Jenny and I have been looking at differences in the WorldCat.org FRBR clustering and the clustering we do here in Research. Ideally we'd like them to be the same, but we keep fussing with ours in Research, so we knew there would be differences.
Comparing two large sets of clusters isn't all that straight-forward. With two implementations there are times when the clusters are the same, one is just larger than the other, or the very common case when each of the clusters has records that the corresponding cluster doesn't, so several clusters may be involved.
One of the first things we looked at was clusters from WorldCat.org that were larger than ours. We have noticed several differences that imply some different title processing, one of which was a difference in how leading articles are handled. In general, when comparing a title that has a skip indicator (see note below) we drop the characters indicated in the indicator before comparing titles. In addition we drop 'the' and 'an', two common English articles. And yes we know 'the' isn't an article in French; we still had to do it. We don't automatically skip 'a' because that is too commonly not an article (e.g. 'A A A') The skip indicators in WorldCat are pretty reliable, but recognizing common articles at the beginning of titles that have not been manually skipped is still worth the trouble. Comparing the clusters, we noticed in at least one case where it looked like WorldCat.org made a title match by dropping 'die' from a title, so we wondered if we could improve our handling of leading articles.
So Jenny ran a scan of some WorldCat records counting all the text people have said to skip in the title fields we are interested in (245, 242, 130, and 740). Here's a table showing the patterns that occurred more than 30,000 times in a 1/10 sample of WorldCat:
783,372 the
257,879 a
153,742 die
101,760 la
74,830 an
62,483 der
55,712 le
50,348 das
46,585 les
43,721 de
42,217 l
32,548 el
That looked promising. It would be nice to use a table derived from WorldCat to control this rather than an ad hoc table. Next we looked at combining the language of the manifestation with the text skipped:
740,712 the (eng)
233,475 a (eng)
131,703 die (ger)
71,963 an (eng)
54,740 der (ger)
49,229 la (fre)
47,127 le (fre)
44,690 das ger)
43,046 les (fre)
37,745 de (dut)
32,580 l (fre)
31,066 la (spa)
30,494 el (spa)
Now this starts to look like a useful list. We're going to try using it and see if it helps. Again, we can't really use a in English, and probably not l in French, so we'll probably just throw out the single letter values. To give you some idea of the number of titles the would affect, with the list above (less a) we found about 12,000 titles changed in the 10% WorldCat sample, including 4,522 the (eng), 826 el (spa), and 782 le (fre). So, around 120,000 titles would be affected in all of WorldCat. I'd class that as a minor improvement, but probably worth doing.

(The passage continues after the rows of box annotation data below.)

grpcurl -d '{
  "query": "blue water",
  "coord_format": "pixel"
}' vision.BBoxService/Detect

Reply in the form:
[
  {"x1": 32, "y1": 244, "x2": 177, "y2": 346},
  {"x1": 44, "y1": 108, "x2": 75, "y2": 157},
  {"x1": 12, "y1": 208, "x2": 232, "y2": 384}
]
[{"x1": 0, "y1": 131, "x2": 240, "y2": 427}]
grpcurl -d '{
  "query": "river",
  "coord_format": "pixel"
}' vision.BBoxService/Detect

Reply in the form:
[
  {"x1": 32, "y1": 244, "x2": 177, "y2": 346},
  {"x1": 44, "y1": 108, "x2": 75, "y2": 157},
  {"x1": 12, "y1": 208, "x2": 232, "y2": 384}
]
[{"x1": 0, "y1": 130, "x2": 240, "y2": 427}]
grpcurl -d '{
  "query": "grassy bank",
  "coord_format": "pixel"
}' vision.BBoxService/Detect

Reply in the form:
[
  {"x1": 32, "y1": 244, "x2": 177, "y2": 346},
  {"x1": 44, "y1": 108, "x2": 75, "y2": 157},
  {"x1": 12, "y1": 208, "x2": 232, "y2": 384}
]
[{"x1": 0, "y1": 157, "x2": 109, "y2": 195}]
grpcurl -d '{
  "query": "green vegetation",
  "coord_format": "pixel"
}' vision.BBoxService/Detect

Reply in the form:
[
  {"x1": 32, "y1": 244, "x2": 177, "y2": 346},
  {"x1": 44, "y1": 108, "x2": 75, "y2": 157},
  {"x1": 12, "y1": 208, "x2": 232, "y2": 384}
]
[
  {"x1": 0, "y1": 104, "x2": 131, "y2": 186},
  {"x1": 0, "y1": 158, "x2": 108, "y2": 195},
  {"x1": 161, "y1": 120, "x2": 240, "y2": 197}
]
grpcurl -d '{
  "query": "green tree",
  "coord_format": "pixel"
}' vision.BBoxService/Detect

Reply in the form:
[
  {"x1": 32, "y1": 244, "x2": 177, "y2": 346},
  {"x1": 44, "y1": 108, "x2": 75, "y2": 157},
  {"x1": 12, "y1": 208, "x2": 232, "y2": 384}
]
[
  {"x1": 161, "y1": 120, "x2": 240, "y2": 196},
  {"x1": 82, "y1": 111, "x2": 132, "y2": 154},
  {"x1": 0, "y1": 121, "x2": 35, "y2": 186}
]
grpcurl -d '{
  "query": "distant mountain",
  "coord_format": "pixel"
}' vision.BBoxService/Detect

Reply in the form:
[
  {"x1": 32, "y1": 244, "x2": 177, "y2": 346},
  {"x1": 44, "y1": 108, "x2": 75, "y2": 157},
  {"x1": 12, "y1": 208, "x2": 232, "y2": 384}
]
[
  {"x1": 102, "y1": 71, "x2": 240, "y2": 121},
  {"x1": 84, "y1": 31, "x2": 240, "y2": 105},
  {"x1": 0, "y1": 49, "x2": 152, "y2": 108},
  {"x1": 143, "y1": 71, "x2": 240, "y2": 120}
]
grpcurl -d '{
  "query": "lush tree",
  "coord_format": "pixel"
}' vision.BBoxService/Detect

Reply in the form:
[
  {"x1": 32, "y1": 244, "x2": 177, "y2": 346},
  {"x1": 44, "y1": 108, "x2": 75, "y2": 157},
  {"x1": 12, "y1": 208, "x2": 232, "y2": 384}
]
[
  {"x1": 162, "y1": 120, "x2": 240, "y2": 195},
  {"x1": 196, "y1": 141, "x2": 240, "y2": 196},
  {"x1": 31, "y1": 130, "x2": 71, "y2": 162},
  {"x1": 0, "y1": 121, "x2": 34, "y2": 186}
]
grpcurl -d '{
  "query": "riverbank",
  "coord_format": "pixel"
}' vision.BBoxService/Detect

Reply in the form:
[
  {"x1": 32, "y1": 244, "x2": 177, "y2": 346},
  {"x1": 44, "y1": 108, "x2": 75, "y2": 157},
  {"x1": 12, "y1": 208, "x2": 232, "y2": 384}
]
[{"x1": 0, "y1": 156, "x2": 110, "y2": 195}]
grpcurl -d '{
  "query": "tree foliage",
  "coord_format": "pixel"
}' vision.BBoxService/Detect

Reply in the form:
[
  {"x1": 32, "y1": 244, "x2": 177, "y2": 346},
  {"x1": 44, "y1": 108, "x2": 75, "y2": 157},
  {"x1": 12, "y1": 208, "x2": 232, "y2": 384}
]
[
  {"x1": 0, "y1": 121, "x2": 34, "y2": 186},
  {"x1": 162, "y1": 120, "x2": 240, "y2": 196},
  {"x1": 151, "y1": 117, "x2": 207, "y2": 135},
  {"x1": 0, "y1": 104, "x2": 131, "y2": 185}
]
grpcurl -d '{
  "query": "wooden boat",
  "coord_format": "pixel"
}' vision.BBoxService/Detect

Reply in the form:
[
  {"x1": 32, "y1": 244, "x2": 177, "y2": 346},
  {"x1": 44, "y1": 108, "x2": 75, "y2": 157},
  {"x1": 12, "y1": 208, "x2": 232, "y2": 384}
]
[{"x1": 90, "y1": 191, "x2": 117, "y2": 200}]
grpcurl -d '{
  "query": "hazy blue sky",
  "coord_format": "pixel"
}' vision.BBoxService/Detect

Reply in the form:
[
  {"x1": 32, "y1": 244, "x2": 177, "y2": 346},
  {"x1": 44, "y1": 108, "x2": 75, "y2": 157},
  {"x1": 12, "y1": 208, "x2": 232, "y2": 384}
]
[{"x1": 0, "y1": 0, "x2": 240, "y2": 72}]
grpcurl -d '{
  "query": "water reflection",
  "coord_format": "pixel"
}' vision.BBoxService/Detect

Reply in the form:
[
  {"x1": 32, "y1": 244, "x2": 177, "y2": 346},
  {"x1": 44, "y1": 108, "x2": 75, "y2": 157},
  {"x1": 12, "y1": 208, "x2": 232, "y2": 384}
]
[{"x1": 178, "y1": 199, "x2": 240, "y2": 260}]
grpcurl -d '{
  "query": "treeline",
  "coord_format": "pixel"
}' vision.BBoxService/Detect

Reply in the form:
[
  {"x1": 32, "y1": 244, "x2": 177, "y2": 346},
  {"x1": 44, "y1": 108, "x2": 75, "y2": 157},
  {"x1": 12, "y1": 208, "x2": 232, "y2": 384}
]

Of course, it's interesting to look at some of the less commonly skipped strings:
euro 3 times
of the 4 times
1:00 AM 3 times
plus lots and lots of numbers: cardinal, ordinal, and Roman.
--Th
Notes: For those not familiar with MARC21, some title fields carry along a single digit indicator which tells how many characters should be dropped from the beginning of the title for sorting (called nonfiling characters in librarian).
The three letter language codes are defined in the MARC21 documentation. It would be nice if they were the same as in ISO 639-2 Codes for the representation of names of languages-- Part 2: alpha-3 code, but nothing is quite that simple, even though LC maintains both.
Update (Feb 6, 2008). Rebecca Guenther at LC pointed out that my note above about ISO 639-2 isn't correct. Here is her explanation: The language codes in ISO 639-2/B are identical to those in MARC. There are 22 languages that have these alternative codes, called ISO 639-2/B and ISO 639-2/T ... . All the other languages in 639-2 are the same. So MARC is the same as 639-2 and in the cases of languages with alternative codes the MARC ones are the 639-2/B codes. The language names are not the same, but that is not what is being standardized-- it is the codes. In other words you don't need the MARC documentation to apply the 639-2 codes, you just need to use the set that is 639-2/B in these 22 cases.